L’IBA ne trompera personne en prétendant vouloir faire respecter scrupuleusement les paramètres de diffusion d’une radio privée. Sa démarche est plus que claire. Le nouveau président, qui n’y connaît strictement rien en communication ou en législation des médias, semble avoir eu pour seule mission commandée d’intimider Top FM et de lui faire payer ses différents “gates” sur Pravind Jugnauth et ses proches diffusés durant la dernière campagne électorale. Ce n’est que lorsque Pravind Jugnauth est critiqué ou tourné en dérision sur les réseaux sociaux que la police réagit au quart de tour et, en tout cas, bien plus rapidement que pour traquer les criminels et les vrais auteurs d’actes illégaux. Il n’est pas le seul à subir ce genre d’initiatives. Tous les leaders des partis politiques sont, un jour ou l’autre, objets de caricatures ou de critiques véhémentes sur Facebook. Y a-t-il eu une quelconque enquête de la police ?

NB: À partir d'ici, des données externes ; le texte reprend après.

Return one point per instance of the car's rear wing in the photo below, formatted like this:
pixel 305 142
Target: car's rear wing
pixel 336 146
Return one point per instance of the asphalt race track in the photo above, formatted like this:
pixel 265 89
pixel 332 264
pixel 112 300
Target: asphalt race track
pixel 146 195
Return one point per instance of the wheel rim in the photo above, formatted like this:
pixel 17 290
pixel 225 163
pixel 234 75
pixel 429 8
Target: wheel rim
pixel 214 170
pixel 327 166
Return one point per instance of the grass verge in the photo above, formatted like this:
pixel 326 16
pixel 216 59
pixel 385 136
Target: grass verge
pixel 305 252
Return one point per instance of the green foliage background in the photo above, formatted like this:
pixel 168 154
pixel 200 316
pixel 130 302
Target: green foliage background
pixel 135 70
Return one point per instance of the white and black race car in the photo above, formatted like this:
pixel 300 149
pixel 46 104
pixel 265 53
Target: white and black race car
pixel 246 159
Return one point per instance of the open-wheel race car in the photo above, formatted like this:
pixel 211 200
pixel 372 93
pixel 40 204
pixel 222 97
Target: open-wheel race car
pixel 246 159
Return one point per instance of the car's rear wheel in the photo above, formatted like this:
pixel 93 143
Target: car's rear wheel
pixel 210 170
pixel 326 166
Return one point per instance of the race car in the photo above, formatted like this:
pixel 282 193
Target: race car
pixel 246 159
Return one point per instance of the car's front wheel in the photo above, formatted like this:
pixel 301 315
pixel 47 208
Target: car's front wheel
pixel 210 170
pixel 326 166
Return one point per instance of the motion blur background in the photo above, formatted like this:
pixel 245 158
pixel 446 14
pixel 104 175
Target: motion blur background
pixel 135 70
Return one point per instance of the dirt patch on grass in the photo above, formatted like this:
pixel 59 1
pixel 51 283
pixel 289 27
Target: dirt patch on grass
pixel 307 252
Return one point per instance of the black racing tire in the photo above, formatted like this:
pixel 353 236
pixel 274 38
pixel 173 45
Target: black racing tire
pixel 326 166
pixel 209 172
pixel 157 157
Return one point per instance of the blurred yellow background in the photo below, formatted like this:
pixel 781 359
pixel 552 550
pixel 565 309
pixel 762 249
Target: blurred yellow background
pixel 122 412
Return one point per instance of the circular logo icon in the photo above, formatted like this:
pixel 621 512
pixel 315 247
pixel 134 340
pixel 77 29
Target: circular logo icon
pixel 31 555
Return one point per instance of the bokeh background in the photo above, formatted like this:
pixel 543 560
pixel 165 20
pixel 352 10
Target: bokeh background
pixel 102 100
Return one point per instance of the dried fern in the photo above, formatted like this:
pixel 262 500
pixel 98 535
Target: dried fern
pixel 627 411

Le dernier cas, celui de la secrétaire de l’ancienne présidente de la République Ameenah Gurib-Fakim, est intéressant à plus d’un titre. Rachna Seenauth a partagé un post hautement sarcastique sur le Premier ministre. Il est certes très vulgaire, ordurier même, dans sa conclusion, mais rien de vraiment très méchant. Elle a non seulement passé une nuit en cellule avant de retrouver la liberté conditionnelle jeudi, mais ses conseillers légaux Lovena Sowkhee et Erickson Mooneeapillay ont été verbalisés pour avoir enfreint les conditions du confinement. C’est comme si c’était deux quidams qui étaient sortis pour aller se balader dans la nature. Les voies de fait ne s’arrêtent pas le temps du confinement. Il n’y a qu’à recenser le nombre de vols, dont certains peuvent relever parfois de l’urgence alimentaire, dans les champs et les commerces. À l’heure de la technologie, il aurait été tellement plus simple qu’une autorisation d’un haut gradé sous forme numérique soit accordée pour la journée ou pour un déplacement précis à un professionnel qui a une urgence à traiter.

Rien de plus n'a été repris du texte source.